And I remember when I first found out that I was an introvert, I was going into business with a gentleman and he wanted me to do Myers-Briggs. And so I was like, sure, I’ll do it. And, um, and, and of course the results go to him, it’s his account. And he’s like, well, you have to take it again because it’s wrong. And I was like, you had me take something where it could be wrong? It, no.
Yeah, that’s what, not a great principle for a test.
No. And he said, well, it says you’re an introvert. And I’m like, oh, I’m such an introvert.
Actually, I want to just pause on that for a second on, because you put that on your website. I know that you’re very much about honesty and integrity, but a lot of people would say, you earn a living as a sales trainer, as a speaker, a lot of other ways as well, but you put yourself forward as those two things as well. So do I.
but yet you put it on your website and you went, you know what, I’m proud of this. And I feel that it’s important for people to recognize that because you shouldn’t feel.
Like it’s scary to out yourself as an introvert and you should feel proud of who you are. And don’t get me wrong, if you don’t wanna be in sales, that’s fine. Like you should be proud if you wanna be a writer, a coder, a graphic designer, a more quiet role, but you shouldn’t exclude yourself from being a public speaker, a salesperson, a business owner because you’re introverted, because you can. And there are lots of types of introverts, just contrasting you and I, Don. I mean, you are…

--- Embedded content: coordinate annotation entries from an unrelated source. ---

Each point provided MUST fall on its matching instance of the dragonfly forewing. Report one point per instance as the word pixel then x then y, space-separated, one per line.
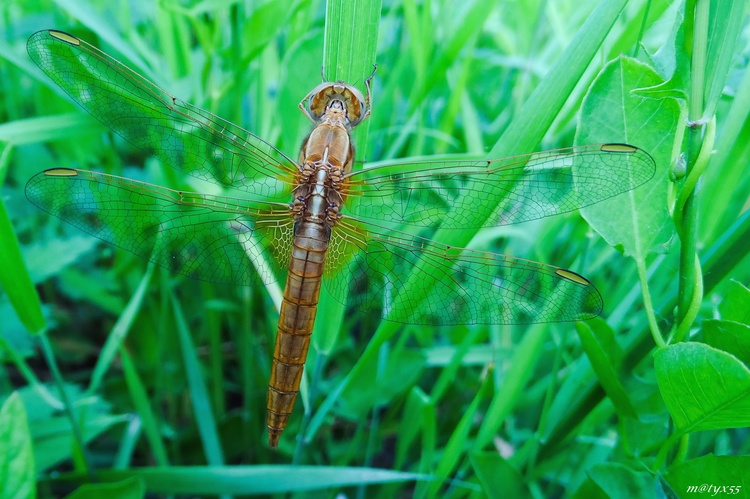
pixel 459 194
pixel 184 136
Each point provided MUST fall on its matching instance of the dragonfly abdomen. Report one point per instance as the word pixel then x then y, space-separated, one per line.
pixel 296 320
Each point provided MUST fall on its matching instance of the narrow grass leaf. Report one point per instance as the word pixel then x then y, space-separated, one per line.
pixel 15 279
pixel 497 476
pixel 130 488
pixel 256 479
pixel 17 468
pixel 725 26
pixel 521 136
pixel 523 362
pixel 48 128
pixel 142 405
pixel 204 417
pixel 119 331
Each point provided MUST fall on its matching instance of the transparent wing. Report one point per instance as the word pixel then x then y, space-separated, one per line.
pixel 455 285
pixel 184 136
pixel 460 194
pixel 211 238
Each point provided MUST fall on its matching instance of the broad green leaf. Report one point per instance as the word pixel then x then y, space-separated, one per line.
pixel 729 336
pixel 130 488
pixel 620 482
pixel 636 222
pixel 726 474
pixel 15 280
pixel 597 339
pixel 17 473
pixel 497 476
pixel 704 388
pixel 735 306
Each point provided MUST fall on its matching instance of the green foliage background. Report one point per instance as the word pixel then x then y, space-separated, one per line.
pixel 166 378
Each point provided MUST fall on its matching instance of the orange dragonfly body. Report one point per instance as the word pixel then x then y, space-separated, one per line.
pixel 357 257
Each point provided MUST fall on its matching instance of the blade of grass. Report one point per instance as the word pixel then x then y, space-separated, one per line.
pixel 15 279
pixel 727 252
pixel 521 136
pixel 257 479
pixel 142 406
pixel 204 417
pixel 119 332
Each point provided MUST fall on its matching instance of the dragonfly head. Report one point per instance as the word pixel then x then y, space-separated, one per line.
pixel 337 100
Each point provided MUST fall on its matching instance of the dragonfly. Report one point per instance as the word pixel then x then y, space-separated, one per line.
pixel 362 236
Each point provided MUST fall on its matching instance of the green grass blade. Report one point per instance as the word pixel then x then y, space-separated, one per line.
pixel 521 136
pixel 119 332
pixel 198 393
pixel 256 479
pixel 15 279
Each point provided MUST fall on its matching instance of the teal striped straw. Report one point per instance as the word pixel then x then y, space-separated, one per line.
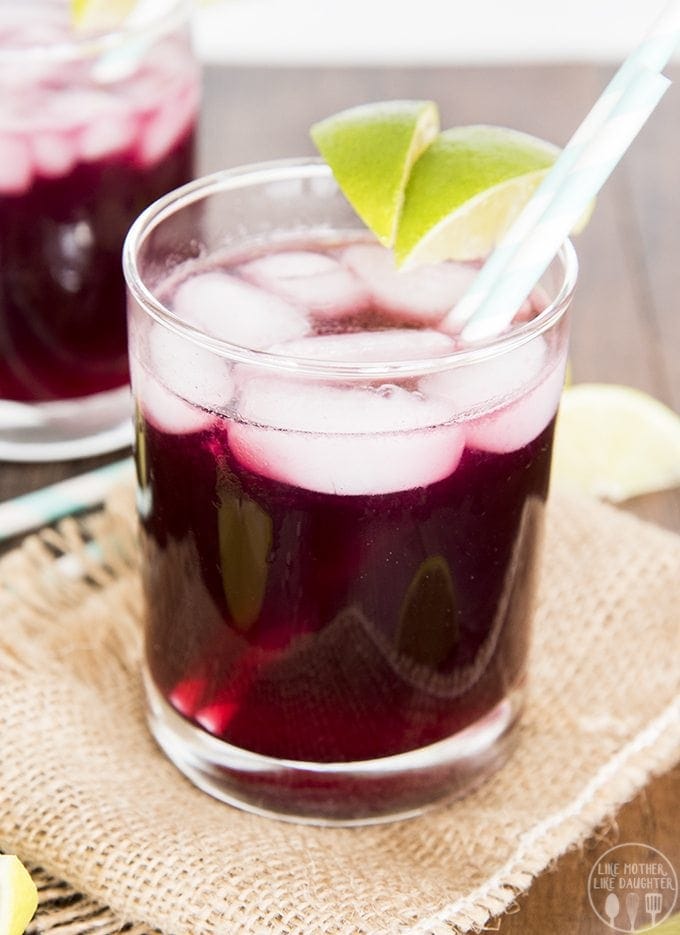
pixel 64 498
pixel 580 171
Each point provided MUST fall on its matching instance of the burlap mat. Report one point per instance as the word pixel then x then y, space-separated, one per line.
pixel 85 794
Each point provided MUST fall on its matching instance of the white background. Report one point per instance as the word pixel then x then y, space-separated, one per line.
pixel 413 32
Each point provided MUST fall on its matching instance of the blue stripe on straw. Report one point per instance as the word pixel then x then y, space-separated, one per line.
pixel 64 498
pixel 652 54
pixel 584 179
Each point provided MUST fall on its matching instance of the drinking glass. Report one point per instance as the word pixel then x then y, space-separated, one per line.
pixel 341 506
pixel 93 128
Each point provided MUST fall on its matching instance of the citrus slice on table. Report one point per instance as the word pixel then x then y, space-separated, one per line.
pixel 615 442
pixel 18 896
pixel 99 15
pixel 371 150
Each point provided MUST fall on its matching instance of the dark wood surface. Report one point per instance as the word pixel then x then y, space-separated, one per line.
pixel 626 326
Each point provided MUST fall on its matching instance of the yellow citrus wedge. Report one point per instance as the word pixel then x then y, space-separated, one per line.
pixel 615 442
pixel 371 150
pixel 18 896
pixel 99 15
pixel 465 191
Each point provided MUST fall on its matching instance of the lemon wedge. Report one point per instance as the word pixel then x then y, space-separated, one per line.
pixel 615 442
pixel 18 896
pixel 99 15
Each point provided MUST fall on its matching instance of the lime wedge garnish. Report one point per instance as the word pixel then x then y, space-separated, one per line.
pixel 99 15
pixel 615 442
pixel 466 190
pixel 371 150
pixel 18 896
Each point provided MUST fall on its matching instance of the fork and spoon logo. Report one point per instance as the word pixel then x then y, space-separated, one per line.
pixel 632 888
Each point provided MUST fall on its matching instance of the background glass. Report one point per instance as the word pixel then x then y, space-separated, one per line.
pixel 92 129
pixel 337 617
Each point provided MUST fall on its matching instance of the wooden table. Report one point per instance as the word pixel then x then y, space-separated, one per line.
pixel 626 312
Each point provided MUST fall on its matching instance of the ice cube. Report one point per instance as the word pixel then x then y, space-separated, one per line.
pixel 370 346
pixel 16 165
pixel 342 440
pixel 475 388
pixel 193 373
pixel 54 154
pixel 78 108
pixel 164 129
pixel 425 294
pixel 112 134
pixel 164 409
pixel 228 308
pixel 314 280
pixel 517 424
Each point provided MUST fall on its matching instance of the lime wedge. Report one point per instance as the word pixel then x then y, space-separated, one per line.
pixel 99 15
pixel 18 896
pixel 465 191
pixel 615 442
pixel 371 150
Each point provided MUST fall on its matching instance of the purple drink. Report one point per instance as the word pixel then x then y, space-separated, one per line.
pixel 341 508
pixel 92 129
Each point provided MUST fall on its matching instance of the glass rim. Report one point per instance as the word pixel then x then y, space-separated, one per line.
pixel 92 45
pixel 314 167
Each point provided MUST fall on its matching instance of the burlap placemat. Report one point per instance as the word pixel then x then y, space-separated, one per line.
pixel 86 795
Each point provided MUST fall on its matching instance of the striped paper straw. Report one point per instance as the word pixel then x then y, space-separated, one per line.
pixel 494 308
pixel 64 498
pixel 651 55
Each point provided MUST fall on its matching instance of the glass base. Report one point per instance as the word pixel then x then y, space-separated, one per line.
pixel 62 430
pixel 340 794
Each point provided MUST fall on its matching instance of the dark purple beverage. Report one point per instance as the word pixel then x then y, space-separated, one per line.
pixel 62 294
pixel 310 626
pixel 338 563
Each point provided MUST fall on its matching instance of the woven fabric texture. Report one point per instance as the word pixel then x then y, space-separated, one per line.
pixel 86 795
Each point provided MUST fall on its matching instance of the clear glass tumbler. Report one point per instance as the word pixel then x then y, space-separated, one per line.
pixel 93 128
pixel 341 505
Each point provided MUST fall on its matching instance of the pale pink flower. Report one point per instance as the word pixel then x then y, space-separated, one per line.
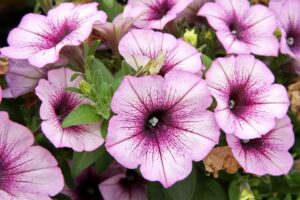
pixel 22 77
pixel 57 103
pixel 162 125
pixel 40 38
pixel 241 28
pixel 289 22
pixel 154 14
pixel 190 13
pixel 0 94
pixel 248 102
pixel 138 47
pixel 268 154
pixel 27 172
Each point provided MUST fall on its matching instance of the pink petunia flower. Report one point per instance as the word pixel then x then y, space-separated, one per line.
pixel 154 14
pixel 268 154
pixel 40 38
pixel 112 32
pixel 0 94
pixel 57 103
pixel 242 29
pixel 162 125
pixel 289 21
pixel 190 13
pixel 22 77
pixel 27 172
pixel 247 100
pixel 124 186
pixel 138 47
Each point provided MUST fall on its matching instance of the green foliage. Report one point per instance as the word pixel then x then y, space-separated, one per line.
pixel 102 85
pixel 184 189
pixel 83 114
pixel 111 7
pixel 82 160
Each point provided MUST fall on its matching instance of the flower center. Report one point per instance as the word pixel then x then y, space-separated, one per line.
pixel 131 179
pixel 236 28
pixel 158 9
pixel 290 41
pixel 155 120
pixel 240 99
pixel 231 104
pixel 253 144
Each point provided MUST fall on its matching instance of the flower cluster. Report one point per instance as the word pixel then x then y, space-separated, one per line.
pixel 144 98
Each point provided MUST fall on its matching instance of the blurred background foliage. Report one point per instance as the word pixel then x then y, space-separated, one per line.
pixel 200 185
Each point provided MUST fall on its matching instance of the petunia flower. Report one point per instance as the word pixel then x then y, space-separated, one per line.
pixel 86 186
pixel 57 103
pixel 243 29
pixel 289 22
pixel 124 186
pixel 154 14
pixel 0 94
pixel 247 100
pixel 27 172
pixel 112 32
pixel 22 77
pixel 40 38
pixel 190 13
pixel 139 47
pixel 268 154
pixel 162 125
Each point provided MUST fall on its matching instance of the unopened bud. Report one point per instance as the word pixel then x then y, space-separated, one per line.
pixel 190 36
pixel 85 87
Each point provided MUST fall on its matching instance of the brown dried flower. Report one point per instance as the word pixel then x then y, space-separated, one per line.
pixel 294 94
pixel 221 158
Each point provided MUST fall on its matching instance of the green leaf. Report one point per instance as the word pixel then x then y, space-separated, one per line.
pixel 208 189
pixel 156 191
pixel 89 50
pixel 82 160
pixel 107 3
pixel 127 69
pixel 84 114
pixel 99 69
pixel 183 190
pixel 75 75
pixel 234 191
pixel 104 127
pixel 72 89
pixel 206 61
pixel 112 10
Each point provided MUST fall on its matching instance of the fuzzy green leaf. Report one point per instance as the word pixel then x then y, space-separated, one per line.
pixel 84 114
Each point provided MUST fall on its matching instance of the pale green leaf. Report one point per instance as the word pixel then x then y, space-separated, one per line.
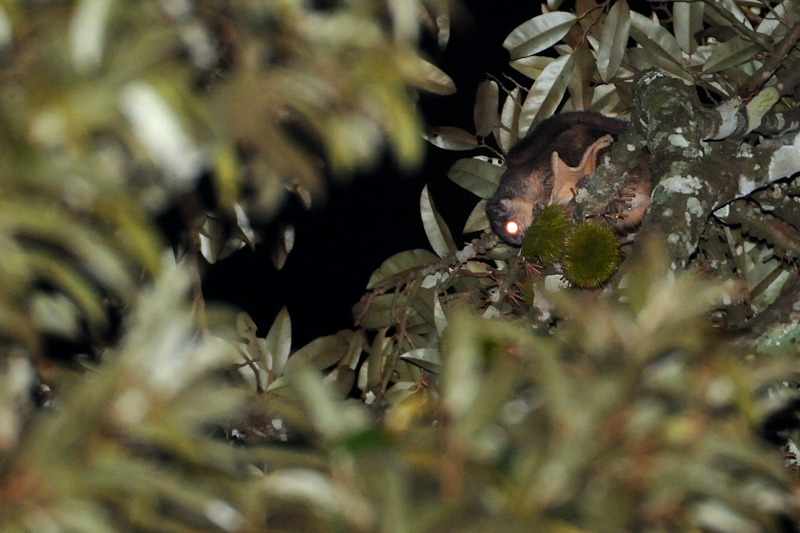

you, your speech pattern and my speech pattern are very different. We talked about this on my show that you, you think through questions if somebody throws you a curve ball and you’re not afraid to have pregnant pauses. For me, it took me a lot longer to be very comfortable with pregnant pauses. And for me, I’m so passionate about what I do. I speak, well, Australians speak quickly anyway, but I speak faster and I’m very like
I feel like anytime I talk about this topic, it’s like a supercharger of adrenaline. And most introverts are like that when they’re talking about something they love to talk about. But it would be easy to say, well, if you were watching us have a dialogue, well, Don is an introvert, Matthew isn’t. And the truth is that the most chatty person you have ever met could actually be an introvert, the loudest, most chatty person, because you’re talking about their favorite topic.
Yeah, yeah, totally agree. And so when people have been confused on what the two terms actually mean, I’m like, look, I can do the Charming Gregorius Loud work the room thing better than most people. It just tires me out. I can do it. I just can’t do it all day and I don’t wanna do it all day. So.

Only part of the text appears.